/*

Usage: sent_weight discrim text

Computes average weight/sentence.

-----------------------------------------
first inputfile (weights):

EITHER series discrimination values

     represm   0.04465
     walk   0.06890

OR series doscument-word weights

     brad.txt represent 11.000000
     brad.txt every 2.000000
     brad.txt stabilize 1.000000

second inputfile (texts):

    0 (M)([ 0]  [times]sacj 

    1 (M)(F)( )[ 1]  July 1992 

    2 (M)( )(L)[ 0]  8 10 1992 70 

    3 (M)(F)(L)[ 1]  

    4 (T)(F)( )[ 1]  Qualitative Reasoning: An Introduction 

-----------------------------------------

The program will decide from the number of fields in the first line
if the weights-file is a word-weight or a document-word-weight table.
In the second case the name of the text-file should match one of the
document-names.

If lines from the second file start with a number, it is supposed to be
a linenumber. If not, the linenumber counter is increased automatically.
This will fail if lines start for some reason with an integer number 
(which is very rare - I hope)

If words are tagged, they should be tagged in both files and the tag
should be a *prefix*, separated by an underscore. If so, they may be
counted separately on v(erb), n(oun) and (ad)j.
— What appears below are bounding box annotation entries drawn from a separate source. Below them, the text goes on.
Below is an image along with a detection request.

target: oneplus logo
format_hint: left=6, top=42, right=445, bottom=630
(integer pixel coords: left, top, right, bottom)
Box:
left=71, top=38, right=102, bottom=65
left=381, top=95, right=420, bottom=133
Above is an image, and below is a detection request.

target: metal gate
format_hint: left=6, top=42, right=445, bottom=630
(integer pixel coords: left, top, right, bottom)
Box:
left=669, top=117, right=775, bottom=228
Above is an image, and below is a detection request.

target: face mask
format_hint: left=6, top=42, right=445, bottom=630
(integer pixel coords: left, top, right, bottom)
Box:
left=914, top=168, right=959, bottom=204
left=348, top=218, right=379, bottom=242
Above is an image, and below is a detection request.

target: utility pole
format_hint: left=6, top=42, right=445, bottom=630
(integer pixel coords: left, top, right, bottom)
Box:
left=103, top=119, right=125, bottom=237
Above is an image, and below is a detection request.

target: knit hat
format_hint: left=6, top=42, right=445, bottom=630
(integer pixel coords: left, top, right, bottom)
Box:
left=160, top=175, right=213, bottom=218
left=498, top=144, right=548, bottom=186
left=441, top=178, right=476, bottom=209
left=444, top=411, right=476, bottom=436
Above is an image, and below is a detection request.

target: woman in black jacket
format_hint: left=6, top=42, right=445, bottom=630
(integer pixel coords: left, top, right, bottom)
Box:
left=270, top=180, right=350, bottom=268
The averages can be computed on all tokens in a sentence or only on
tokens with a non-zero weight.

Sentences can be either complete inputlines or a fixed number of tokens.
In the second case non-alphanumeric tokens are suppressed.

Complete inputlines exist of:
possibly a linenumber, some codes ended by a ']' and the sentence.

-w<0,1,2,3,13>
 w0:   The chains can be computed on all tokens in a sentence or only on
   tokens with a non-zero weight in the weights-file. 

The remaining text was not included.